Alan-FGR commented 5 years ago

nah, it's not consistent, sometimes filter errors are valid and i get this: ERROR: pFrame->m_savedThread was nullptr.

[Inline Frame] dotnetCore.exe!Thread::InlineReversePInvokeReturn(ReversePInvokeFrame *) Line 1232
    at e:\a\_work\600\s\corert_2607052\src\native\runtime\thread.cpp(1232)
dotnetCore.exe!RhpReversePInvokeReturn2(ReversePInvokeFrame * pFrame) Line 1397
    at e:\a\_work\600\s\corert_2607052\src\native\runtime\thread.cpp(1397)
dotnetCore.exe!Flt2LngOvf()
PhysX_64.dll!runFilterShapeSim(physx::PxFilterInfo & filterInfo, const physx::Sc::FilteringContext & context, const physx::Sc::ShapeSim & e0, const physx::Sc::ShapeSim & e1, const unsigned int fa0, const unsigned int fa1) Line 306
    at c:\projects\physx\physx\source\simulationcontroller\src\scnphasecore.cpp(306)
PhysX_64.dll!filterRbCollisionPairSecondStage(const physx::Sc::FilteringContext & context, const physx::Sc::ShapeSim & s0, const physx::Sc::ShapeSim & s1, bool kine0, bool kine1, const unsigned int fa0, const unsigned int fa1) Line 357
    at c:\projects\physx\physx\source\simulationcontroller\src\scnphasecore.cpp(357)
PhysX_64.dll!filterRbCollisionPair(const physx::Sc::FilteringContext & context, const physx::Sc::ShapeSim & s0, const physx::Sc::ShapeSim & s1) Line 550
    at c:\projects\physx\physx\source\simulationcontroller\src\scnphasecore.cpp(550)
PhysX_64.dll!physx::Sc::NPhaseCore::runOverlapFilters(unsigned int nbToProcess, const physx::Bp::AABBOverlap * pairs, physx::PxFilterInfo * filterInfo, unsigned int & nbToKeep_, unsigned int & nbToSuppress_, unsigned int & nbToCallback_, unsigned int * keepMap, unsigned int * callbackMap) Line 574
    at c:\projects\physx\physx\source\simulationcontroller\src\scnphasecore.cpp(574)
PhysX_64.dll!OverlapFilterTask::runInternal() Line 5745
    at c:\projects\physx\physx\source\simulationcontroller\src\scscene.cpp(5745)
PhysX_64.dll!physx::Cm::Task::run() Line 67
    at c:\projects\physx\physx\source\common\src\cmtask.h(67)
LibSharpPhysX.dll!physx::Ext::DefaultCpuDispatcher::runTask(physx::PxBaseTask & task) Line 97
    at c:\projects\physx\physx\source\physxextensions\src\extdefaultcpudispatcher.h(97)
LibSharpPhysX.dll!physx::Ext::CpuWorkerThread::execute() Line 97
    at c:\projects\physx\physx\source\physxextensions\src\extcpuworkerthread.cpp(97)
PhysXFoundation_64.dll!physx::shdfnd::`anonymous namespace'::PxThreadStart(void * arg) Line 101
    at c:\projects\physx\physx\source\foundation\src\windows\pswindowsthread.cpp(101)

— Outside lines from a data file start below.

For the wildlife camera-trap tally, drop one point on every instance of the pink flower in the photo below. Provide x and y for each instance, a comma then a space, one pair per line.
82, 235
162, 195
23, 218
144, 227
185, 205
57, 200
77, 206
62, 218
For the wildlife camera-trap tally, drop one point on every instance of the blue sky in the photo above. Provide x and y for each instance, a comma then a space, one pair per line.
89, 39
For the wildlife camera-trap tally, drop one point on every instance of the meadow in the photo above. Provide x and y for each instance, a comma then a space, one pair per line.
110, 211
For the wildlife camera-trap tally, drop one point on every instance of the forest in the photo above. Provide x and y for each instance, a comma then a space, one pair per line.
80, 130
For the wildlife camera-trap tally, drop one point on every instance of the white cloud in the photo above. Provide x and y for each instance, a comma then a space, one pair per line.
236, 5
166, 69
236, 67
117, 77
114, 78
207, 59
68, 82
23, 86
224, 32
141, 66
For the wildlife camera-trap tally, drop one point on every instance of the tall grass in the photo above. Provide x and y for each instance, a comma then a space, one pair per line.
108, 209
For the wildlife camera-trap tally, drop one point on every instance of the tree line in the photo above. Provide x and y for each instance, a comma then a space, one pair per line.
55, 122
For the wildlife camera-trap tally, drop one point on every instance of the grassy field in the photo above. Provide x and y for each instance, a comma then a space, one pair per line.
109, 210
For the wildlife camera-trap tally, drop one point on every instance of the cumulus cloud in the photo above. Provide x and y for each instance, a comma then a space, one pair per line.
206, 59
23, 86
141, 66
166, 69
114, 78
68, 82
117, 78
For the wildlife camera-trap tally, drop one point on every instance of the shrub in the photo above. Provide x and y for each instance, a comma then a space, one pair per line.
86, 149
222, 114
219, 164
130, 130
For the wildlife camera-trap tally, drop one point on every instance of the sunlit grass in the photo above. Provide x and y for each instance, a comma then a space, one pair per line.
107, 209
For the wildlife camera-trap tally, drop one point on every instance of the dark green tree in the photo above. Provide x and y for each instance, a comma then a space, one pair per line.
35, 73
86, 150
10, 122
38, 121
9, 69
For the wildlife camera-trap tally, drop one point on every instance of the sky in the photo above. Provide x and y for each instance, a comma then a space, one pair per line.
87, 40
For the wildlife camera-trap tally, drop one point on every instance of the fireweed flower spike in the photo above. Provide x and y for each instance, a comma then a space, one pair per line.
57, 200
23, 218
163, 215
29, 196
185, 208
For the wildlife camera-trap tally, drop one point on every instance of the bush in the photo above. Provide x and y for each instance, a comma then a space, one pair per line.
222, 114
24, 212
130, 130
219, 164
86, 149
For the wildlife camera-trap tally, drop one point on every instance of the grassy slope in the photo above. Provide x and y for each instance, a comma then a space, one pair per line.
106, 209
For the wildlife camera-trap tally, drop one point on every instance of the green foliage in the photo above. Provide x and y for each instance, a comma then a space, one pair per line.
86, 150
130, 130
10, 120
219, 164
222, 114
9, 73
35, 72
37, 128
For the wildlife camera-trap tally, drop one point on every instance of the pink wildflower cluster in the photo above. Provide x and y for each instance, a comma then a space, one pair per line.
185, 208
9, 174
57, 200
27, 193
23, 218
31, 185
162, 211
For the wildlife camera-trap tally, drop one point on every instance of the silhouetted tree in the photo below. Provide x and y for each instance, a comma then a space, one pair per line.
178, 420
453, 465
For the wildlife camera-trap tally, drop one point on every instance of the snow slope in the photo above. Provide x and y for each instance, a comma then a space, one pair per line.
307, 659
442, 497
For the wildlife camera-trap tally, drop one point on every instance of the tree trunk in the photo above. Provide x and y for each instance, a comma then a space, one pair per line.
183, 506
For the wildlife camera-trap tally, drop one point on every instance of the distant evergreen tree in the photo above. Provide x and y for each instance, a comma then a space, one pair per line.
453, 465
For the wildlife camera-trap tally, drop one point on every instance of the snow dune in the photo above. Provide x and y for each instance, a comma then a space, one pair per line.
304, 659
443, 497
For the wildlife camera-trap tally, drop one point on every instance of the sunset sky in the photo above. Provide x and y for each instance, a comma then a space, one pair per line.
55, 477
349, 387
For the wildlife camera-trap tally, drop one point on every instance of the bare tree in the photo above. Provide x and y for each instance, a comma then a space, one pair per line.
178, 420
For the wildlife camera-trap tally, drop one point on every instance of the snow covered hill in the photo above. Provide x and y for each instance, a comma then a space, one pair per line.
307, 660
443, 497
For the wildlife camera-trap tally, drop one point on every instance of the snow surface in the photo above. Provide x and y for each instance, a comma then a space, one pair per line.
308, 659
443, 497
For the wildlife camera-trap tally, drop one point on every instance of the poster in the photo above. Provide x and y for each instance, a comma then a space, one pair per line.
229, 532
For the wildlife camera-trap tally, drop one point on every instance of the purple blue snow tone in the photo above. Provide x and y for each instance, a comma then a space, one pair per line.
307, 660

when they're valid they're 0 though, what makes me think that could be happening by chance (since zeroing mem is relatively common and zero objects are normally valid) so that still doesn't rule out that my code could be wrong, but coreclr/netfx they zero that so it's valid. Even when it's 0 the thing crashes though.

Alan-FGR commented 5 years ago

OK guys, here's some more stuff I figured: the filter shader thing is a function pointer, so to make sure it wasn't my stuff that was wrong I made my own impl like this:

PxFilterFlags SomeFilterShader(
PxFilterObjectAttributes attributes0, PxFilterData filterData0,
PxFilterObjectAttributes attributes1, PxFilterData filterData1,
PxPairFlags& pairFlags, const void* constantBlock, PxU32 constantBlockSize)
{
    printf("filter called\n");
    pairFlags = PxPairFlag::eCONTACT_DEFAULT;
    return PxFilterFlag::eDEFAULT;
}

and that works, when collisions happen that text is printed (so we can rule out wrong pointers and such), but on CoreRT it's printed once and then the errors with the stacks as above happen.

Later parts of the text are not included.